In our absence, the annual rains had of course resulted in the grass engulfing the site, which definitely poses significant challenges when looking for lions. After a comprehensive search of the site (and much slapping in the face by the over-enthusiastic vegetation), the lions were discovered in Chisamu, deep in a network of bushes. Data and observations in general were slim pickings that morning – except for RS3, who never misses a chance to eyeball the strange rumbling monstrosity that is the research vehicle. But once she’d established that our month-long absence was over, even she slunk more or less out of sight for the remainder of the morning.
The following day everyone had shifted to Puku Dambo. Even though they were no longer in the bushes, the tall grass made it just as difficult to ID individuals and discern exactly what was going on when they did interact. One individual who is of course impossible to miss is Zulu – and he was in fine grumpy form that morning, primarily taking his ire out on his offspring. RS2 caught the first ‘back-hander’ of the day as he wove his way through the area in search of better shade. It seems that the lions may have as much trouble spotting one another in the tall grass as we have spotting them, as the young male literally tripped over his sleeping father and Kwandi. This small blunder on RS2’s part seemed to act as the catalyst of a fairly epic tantrum on Zulu’s behalf.

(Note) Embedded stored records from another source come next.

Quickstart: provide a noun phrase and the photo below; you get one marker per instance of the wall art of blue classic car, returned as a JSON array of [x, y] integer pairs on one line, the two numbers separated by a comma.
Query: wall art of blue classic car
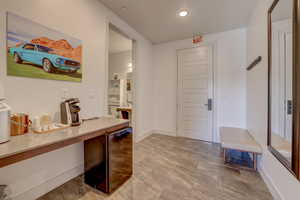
[[43, 56]]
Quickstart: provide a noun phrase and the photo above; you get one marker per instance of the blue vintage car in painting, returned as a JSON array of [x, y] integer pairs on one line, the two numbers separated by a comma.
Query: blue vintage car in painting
[[43, 56]]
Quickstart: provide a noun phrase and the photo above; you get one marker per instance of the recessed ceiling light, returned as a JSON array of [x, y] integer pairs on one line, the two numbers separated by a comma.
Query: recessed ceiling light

Launching to his feet, he chased and lunged at the young male who of course sprinted out of the way. Mother Rusha suddenly appeared out of the grass and headed to Zulu apparently in an effort to placate him, greeting RS2 reassuringly on the way. But this wasn’t good enough for Zulu, who then pounced on top of LE2 giving her several rough slaps. The young female was luckily (although probably unintentionally) saved by older sister RS3, who was creeping around the back of our vehicle heading to the rest of the pride- apparently trying to use us as cover from her father. But she was spotted and he raced after her before diverting his attention back to RS2. After a rather hectic few minutes, calm finally returned to the group. Seeking out his mother, RS2 kept a watchful eye on Zulu for the remainder of the morning – from a safe distance.
The 7th February found Leya with two of her cubs, LE2 and LE3, on the remains of a scavenge that had been placed in the site a few days earlier. Scavenges are always placed in an area of the site in which the lions are not, but are usually found within 24 hours. However, on this occasion the pride had not found the offering for three days; as the grass was so tall now that the carcasses had remained hidden from sight, even from that of the scavengers such as vultures whose presence often alerts the lions to a potential opportunity. After finishing off every last morsel available, it was young female LE2 who galvanised mum and brother into seeking out the rest of the pride with a rather impressive few mini-roars before leading the move. The rather hearty vocalisation from the young lady was quite a surprise- as she is slightly small for her age, which makes her still look quite cub-like. Little or not, she led Leya and her brother a couple of hundred metres to a much favoured thicket of the pride’s; and reunited with LE1 who was being keenly watched over predominantly Kela and Kwandi and surrounded by the rest of the pride.